Leonie Hoitink

Personal information
- Full name: Leonie Martine Hoitink
- Born: 20 January 1973 (age 53) Enschede, Netherlands
- Batting: Right-handed
- Bowling: Right-arm medium
- Role: Batter

International information
- National side: Netherlands (1999–2008);
- Only Test (cap 5): 28 July 2007 v South Africa
- ODI debut (cap 49): 21 March 1999 v Sri Lanka
- Last ODI: 24 February 2008 v Ireland

Career statistics
| Competition | WTest | WODI | WLA |
| Matches | 1 | 14 | 18 |
| Runs scored | 1 | 92 | 175 |
| Batting average | 0.50 | 6.57 | 10.29 |
| 100s/50s | 0/0 | 0/0 | 0/0 |
| Top score | 1 | 18 | 34* |
| Catches/stumpings | 0/– | 0/– | 0/– |
- Source: CricketArchive, 3 December 2021

= Leonie Hoitink =

Dutch cricketer

Leonie Martine Hoitink (born 20 January 1973) is a Dutch former cricketer who played as a right-handed batter. She appeared in one Test match and 14 One Day Internationals for the Netherlands between 1999 and 2008, including playing at the 2000 World Cup and in the Netherlands' inaugural Test match.
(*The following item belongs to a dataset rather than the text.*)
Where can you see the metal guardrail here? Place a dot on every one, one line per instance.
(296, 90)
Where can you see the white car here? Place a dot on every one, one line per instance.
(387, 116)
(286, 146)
Hoitink was born in Enschede, Overijssel, and played club cricket for KZKC (Klein Zwitserland de Krekels Combinatie) and VOC Rotterdam. Her senior debut for the Netherlands came in March 1999, when she was selected in the squad for an ODI tour of Sri Lanka. The following year, Hoitink was selected for the World Cup in New Zealand, and played in three of a possible seven matches. She had little success, however, scoring only nine runs overall. Hoitink did not appear again at ODI level until August 2006, when the Netherlands toured Ireland. In the second ODI, she opened the batting with Cheraldine Oudolf, and made what was to be her highest ODI score, 18 runs from 35 balls. In July and August 2007, South Africa went on a tour of the Netherlands, playing three ODIs and a Test – the first (and so far only) Test match played by any Dutch team, men or women. Selected in the Test squad, Hoitink scored only a single run across her two innings, and did not bowl. Her final ODIs came the following year, at the 2008 World Cup Qualifier. Hoitink finished with an ODI career batting average of only 6.57.